Like such diverse otherwise figurative modernists as Alex Katz and Bob Thompson, Joan Brown (1938 – 1990), a San Francisco-based painter, foregrounds her subjects—people, animals, trees—on flat monochromatic and mostly detail-free backgrounds. Thus her The Captive (1975), a benign version of a Francis Bacon picture, depicts a chained dog standing on a purple field inside a large box. And in Wolf in Room (1974) a splendid black wolf sits on the floor in front of a brightly tiled wall. In Acrobats and Spectator on New Year's Eve, (1974) the two performers go through their routine in front of an abstract-looking background where someone is wearing a marvelous red and orange pointed hat. And The Cyprus Trees (1980) sets two tall trees before a violet-colored sky. The gallery handout says that her “late paintings turn simplicity into a spiritual gesture.” That is exactly right. Brown learnt from early modernism the visual power of intense, expansive high-pitched color. Look at how her New Year's Eve #2 (1973), with figures which are worthy of James Ensor, shows a skeleton dancing with a magically energetic woman in front of an urban skyline.

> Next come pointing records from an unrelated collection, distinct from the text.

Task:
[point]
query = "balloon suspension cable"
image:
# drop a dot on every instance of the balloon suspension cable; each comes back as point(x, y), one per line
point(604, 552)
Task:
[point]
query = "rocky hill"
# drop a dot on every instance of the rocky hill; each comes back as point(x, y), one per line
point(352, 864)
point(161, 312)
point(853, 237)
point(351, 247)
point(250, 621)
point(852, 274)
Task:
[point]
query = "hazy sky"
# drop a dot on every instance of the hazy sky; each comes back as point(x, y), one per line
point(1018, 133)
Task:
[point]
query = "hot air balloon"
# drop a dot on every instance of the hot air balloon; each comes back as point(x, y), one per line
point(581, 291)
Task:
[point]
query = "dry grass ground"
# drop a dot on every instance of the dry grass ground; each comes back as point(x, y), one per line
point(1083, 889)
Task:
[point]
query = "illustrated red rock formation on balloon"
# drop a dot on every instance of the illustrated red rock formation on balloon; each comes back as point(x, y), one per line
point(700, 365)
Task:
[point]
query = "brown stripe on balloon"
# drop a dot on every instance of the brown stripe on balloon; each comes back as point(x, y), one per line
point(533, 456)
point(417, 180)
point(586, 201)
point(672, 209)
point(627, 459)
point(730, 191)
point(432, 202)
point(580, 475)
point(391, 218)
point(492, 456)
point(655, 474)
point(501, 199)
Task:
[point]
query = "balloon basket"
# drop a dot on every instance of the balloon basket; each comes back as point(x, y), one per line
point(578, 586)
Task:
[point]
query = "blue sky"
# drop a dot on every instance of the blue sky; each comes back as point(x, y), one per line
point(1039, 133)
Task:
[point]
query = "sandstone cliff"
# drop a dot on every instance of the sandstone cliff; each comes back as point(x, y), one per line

Brown is also an unfailingly inventive iconographer. The Fan (Homage to Sai Babha) (1980)—Brown’s tribute to her Indian guru—depicts a spinning fan, which keeps turning even when the tiny power switch at the bottom right shows that the electricity to this fan is turned off. How imaginative, too, is the composition of The Swimmers #2 (The Crawl) (1974), with two swimmers, one in a one piece blue bathing suit, immersed in a green sea—Brown herself, it’s worth recalling, was a champion swimmer. And Noel's First Christmas (1963), done in a painterly style very different from the large pictures in this show, is a marvelous image of her son. What gives unity to this body of varied subject matter is Brown’s absolute mastery of the medium of painting. A well-drawn figure, Baudelaire says (speaking of Delacroix) “fills you with a pleasure which is absolutely divorced from its subject.” That description applies word for word to Brown’s paintings. Even before you can identify her subjects, her fast-moving compositions hold your attention.